Well, the idea is to keep the factions kinda weak so they don't overpower each other, right? How about letting very prosperous towns get extra strength if left alone too long and greatly boost the power of their own faction? So the game doesn't automatically push against a faction but the balance becomes more and more frail?

E.g. a town that's too prosperous starts building a babel tower. Once that is complete they become able to copy some of the player's abilities and start summoning their own mythologicals (using their side's resources). Or they start inventing better weapons so suddenly you've got rifle units and such appearing on the field that can completely obliterate a regular force of lower tech units. Even further and they start building tanks and planes before ultimately splitting the atom and raining doom upon everybody. So as the tech goes up there's more and more risk of one side getting a tech before the other and just wiping the other side off the map. Of course having a match end in a nuclear exchange might even cause you to win instead of lose but only if it was mutually assured destruction, i.e. you balanced the factions so perfectly that they invented the nuke almost simultaneously.

What was that Ludum Dare game called that inspired Skyward Collapse? With the nuke silos?

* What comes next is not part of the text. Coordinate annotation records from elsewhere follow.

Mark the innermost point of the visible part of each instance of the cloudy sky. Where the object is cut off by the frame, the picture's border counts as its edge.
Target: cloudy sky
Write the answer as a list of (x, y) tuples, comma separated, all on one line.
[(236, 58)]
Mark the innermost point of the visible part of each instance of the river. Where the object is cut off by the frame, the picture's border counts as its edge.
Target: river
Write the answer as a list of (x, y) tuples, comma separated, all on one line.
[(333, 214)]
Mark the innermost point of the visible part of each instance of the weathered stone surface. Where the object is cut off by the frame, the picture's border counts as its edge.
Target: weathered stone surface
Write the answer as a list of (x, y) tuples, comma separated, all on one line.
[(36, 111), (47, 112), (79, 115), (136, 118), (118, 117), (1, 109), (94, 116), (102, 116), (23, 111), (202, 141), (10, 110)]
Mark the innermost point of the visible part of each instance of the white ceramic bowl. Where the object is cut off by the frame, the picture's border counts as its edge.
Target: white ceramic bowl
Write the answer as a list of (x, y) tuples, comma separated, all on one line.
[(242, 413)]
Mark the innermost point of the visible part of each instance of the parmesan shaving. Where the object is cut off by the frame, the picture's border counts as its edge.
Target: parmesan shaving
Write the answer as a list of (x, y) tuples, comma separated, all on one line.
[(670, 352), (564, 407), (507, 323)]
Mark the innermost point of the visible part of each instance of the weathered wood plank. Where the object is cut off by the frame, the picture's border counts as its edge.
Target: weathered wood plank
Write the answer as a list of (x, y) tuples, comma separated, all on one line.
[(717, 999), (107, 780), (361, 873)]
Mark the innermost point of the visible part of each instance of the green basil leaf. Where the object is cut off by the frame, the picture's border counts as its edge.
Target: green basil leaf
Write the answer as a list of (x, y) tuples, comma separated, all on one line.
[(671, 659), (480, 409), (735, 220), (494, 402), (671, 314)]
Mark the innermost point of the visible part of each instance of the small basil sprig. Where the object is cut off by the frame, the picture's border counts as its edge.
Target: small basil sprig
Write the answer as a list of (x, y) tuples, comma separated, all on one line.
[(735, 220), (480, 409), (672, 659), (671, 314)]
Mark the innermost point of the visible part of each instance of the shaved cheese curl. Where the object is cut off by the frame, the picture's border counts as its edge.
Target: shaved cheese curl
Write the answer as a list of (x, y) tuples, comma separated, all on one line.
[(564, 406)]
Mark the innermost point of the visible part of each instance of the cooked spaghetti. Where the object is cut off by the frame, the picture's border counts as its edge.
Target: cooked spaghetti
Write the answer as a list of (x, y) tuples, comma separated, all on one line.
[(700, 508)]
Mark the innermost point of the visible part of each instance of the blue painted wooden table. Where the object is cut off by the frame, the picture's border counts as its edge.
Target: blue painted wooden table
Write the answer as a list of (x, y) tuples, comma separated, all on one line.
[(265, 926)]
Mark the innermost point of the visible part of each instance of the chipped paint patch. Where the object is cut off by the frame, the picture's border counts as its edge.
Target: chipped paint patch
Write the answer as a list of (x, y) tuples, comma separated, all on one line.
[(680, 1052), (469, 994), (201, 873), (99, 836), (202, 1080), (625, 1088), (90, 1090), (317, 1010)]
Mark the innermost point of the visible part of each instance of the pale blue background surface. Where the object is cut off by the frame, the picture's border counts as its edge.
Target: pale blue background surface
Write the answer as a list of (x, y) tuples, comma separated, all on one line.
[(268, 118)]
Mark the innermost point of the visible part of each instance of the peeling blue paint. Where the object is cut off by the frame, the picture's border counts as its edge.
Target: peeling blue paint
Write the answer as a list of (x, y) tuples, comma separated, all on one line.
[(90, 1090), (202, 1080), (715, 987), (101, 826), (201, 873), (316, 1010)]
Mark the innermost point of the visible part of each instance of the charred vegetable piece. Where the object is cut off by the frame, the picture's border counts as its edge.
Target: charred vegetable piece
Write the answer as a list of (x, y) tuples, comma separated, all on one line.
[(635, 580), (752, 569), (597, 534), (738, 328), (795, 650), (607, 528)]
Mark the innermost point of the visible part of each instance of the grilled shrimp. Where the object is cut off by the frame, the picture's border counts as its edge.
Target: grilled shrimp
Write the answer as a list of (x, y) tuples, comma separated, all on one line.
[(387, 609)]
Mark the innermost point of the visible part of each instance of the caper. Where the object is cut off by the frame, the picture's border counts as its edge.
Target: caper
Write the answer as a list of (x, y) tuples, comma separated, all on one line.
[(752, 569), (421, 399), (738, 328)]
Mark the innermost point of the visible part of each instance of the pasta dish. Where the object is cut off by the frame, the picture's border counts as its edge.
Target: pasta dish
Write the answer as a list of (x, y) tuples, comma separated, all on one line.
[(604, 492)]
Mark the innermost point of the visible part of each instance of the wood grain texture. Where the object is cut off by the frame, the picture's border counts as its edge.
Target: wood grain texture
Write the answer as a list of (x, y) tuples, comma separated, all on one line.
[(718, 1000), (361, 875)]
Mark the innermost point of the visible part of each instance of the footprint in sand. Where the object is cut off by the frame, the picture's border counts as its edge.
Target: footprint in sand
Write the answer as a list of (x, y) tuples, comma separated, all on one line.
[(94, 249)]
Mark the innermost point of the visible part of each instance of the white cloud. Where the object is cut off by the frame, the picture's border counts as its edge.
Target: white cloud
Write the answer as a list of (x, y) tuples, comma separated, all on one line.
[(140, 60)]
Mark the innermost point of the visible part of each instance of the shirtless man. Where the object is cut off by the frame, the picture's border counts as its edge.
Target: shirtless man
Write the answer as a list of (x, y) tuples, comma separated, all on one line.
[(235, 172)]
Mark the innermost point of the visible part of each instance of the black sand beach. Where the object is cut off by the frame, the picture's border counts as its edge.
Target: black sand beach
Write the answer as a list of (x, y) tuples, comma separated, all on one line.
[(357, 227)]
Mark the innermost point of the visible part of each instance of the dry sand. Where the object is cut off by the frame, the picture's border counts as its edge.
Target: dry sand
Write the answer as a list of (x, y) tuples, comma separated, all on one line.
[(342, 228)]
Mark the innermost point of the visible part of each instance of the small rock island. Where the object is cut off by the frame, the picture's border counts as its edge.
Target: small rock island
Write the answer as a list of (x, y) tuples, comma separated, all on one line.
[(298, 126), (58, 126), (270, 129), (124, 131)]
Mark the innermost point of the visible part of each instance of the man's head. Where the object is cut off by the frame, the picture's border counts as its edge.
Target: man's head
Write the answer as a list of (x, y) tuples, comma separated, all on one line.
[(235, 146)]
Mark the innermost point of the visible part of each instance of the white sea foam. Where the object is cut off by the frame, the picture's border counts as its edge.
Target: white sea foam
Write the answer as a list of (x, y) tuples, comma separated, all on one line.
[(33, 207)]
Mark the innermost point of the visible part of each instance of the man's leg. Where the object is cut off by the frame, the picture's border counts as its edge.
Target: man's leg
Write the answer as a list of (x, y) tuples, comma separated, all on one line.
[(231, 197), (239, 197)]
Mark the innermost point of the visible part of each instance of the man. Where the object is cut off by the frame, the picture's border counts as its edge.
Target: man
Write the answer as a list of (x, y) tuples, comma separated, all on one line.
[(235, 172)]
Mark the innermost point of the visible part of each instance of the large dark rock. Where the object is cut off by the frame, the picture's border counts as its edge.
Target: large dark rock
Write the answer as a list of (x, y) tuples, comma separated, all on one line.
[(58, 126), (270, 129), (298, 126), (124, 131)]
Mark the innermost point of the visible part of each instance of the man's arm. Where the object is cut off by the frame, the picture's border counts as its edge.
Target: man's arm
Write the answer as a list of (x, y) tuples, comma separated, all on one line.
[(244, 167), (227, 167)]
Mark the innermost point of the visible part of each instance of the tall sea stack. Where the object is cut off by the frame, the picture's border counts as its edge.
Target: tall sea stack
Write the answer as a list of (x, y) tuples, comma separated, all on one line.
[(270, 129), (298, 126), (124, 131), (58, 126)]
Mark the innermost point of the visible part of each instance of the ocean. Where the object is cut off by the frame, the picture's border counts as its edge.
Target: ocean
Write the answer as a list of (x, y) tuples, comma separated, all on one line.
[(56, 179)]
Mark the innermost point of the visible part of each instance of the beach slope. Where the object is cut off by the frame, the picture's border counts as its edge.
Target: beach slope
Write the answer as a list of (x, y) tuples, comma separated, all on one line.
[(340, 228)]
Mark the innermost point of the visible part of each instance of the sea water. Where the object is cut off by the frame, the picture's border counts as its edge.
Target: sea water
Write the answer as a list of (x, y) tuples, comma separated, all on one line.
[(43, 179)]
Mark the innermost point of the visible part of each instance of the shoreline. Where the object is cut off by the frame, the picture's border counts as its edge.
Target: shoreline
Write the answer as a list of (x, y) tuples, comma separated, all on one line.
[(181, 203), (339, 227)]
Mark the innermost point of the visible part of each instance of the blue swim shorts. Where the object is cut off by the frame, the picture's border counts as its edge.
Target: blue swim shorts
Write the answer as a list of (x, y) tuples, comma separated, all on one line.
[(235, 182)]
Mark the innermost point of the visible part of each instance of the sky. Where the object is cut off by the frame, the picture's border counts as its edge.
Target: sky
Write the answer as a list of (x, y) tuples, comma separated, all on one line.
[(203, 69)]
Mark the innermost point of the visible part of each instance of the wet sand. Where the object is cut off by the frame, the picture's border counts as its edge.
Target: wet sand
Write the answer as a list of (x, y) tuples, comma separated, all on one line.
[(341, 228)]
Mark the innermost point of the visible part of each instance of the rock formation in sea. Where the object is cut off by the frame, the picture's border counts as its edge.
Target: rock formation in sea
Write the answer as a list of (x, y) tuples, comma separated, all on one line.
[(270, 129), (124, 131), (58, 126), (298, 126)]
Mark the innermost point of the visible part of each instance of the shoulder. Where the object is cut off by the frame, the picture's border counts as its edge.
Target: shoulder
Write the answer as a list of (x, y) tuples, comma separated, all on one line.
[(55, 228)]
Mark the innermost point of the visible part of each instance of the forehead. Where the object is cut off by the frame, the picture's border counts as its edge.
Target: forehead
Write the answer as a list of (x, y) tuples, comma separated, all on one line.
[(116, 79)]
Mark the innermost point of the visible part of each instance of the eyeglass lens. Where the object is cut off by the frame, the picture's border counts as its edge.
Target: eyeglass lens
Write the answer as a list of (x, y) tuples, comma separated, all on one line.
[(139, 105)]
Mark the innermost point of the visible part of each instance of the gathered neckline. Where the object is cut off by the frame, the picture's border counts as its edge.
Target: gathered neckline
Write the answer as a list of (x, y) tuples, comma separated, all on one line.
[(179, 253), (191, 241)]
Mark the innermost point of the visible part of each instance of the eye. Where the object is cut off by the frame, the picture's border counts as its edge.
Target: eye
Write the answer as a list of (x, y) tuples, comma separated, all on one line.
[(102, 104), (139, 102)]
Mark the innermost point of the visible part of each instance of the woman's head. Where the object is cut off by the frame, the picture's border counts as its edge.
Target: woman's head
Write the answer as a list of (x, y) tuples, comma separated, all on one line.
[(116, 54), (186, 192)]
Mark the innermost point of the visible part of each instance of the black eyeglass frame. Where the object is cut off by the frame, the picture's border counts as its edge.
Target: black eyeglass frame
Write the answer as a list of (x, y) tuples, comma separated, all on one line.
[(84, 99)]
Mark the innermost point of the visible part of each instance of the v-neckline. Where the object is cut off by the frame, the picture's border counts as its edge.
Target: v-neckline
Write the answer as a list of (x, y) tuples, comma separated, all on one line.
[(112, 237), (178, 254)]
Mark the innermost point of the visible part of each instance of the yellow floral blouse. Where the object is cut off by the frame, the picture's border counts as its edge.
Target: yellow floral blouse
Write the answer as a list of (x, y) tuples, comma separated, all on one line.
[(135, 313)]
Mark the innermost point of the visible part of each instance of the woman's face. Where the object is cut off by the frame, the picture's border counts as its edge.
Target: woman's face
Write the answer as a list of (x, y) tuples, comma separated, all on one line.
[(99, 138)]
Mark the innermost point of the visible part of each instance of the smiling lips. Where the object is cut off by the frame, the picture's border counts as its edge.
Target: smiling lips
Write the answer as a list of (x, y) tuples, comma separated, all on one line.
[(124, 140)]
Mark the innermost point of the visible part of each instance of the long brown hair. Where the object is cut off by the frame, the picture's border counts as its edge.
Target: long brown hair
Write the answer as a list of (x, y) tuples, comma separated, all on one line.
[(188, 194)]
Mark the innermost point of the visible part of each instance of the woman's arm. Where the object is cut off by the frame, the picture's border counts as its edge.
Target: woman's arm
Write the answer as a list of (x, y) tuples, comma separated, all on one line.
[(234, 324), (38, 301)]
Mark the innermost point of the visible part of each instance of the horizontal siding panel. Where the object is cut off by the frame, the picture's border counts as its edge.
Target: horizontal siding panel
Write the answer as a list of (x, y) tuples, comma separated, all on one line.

As others have stated, likely easier said than done, but would be a very fun twist.

I think that a lot of this is very interesting indeed, and something I want to explore around the time of the second expansion, later in the year.  Right now I think there is enough going on without this; and the game can only absorb so many changes at a time.  And frankly, a lot of the runaway success worries have seemingly been squashed lately with all the balance changes in general.